Michael Pollan, the best-selling author of microdosing bible “This Is Your Mind On Plants,” also thinks we should be wary about decriminalizing psychedelics, which carry stronger risks than cannabis.
“The psychedelic experience is much more consequential and intense and it requires a container of some kind to be safe when used at high doses,” Pollan said. “By container, I mean a set of practices or rituals, a guide or sitter, a clear intention, and a safe place.
“When we figure all that out, then we can talk about legalization.”
After he quit psychedelics, Markoff launched his own drug education YouTube channel (under the pseudonym “CG Kid’), gaining over 350,000 subscribers. He also offers support for those struggling with addiction at shamelessprotocol.com. And yet he wholeheartedly supports the decriminalization of psychedelics.


“I’m no political expert but I just feel we have bigger problems than whether or not a grown adult should face 5-99 years in prison for possession of any psychedelic drug,” Markoff said.

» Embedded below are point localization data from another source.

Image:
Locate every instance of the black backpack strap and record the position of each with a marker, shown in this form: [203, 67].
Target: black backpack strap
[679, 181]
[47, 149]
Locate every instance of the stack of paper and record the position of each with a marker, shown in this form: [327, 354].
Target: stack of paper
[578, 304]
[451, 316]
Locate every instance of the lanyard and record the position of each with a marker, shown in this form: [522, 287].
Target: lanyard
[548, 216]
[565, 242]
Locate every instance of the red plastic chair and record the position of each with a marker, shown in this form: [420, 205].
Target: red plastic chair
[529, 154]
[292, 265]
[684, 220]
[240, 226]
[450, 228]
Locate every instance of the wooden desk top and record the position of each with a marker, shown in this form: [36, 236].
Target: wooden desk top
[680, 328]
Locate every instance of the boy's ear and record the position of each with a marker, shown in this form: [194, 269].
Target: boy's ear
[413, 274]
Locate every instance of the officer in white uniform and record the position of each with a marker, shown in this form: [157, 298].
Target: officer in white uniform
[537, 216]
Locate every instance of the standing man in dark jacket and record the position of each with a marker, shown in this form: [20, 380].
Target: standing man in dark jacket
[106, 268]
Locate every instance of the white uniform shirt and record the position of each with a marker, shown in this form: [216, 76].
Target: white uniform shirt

“We have additives and toxic foods given to children in school, being advertised to them in flashy cartoons directly marketed to them. Teen suicide is on the rise as a result of social media use … porn is accessible to any kid with a smartphone and we’re going to let all that happen but arrest people for using psychedelics and give them harsher sentences than a rapist would receive.”
At the same time, some totally legal drugs are a lot more dangerous, Garcia-Romeu said.
“Alcohol kills an estimated 3 million people worldwide annually, and tobacco accounts for roughly 8 million global deaths per year,” he said.
“Yet, these drugs are readily available in the corner store.”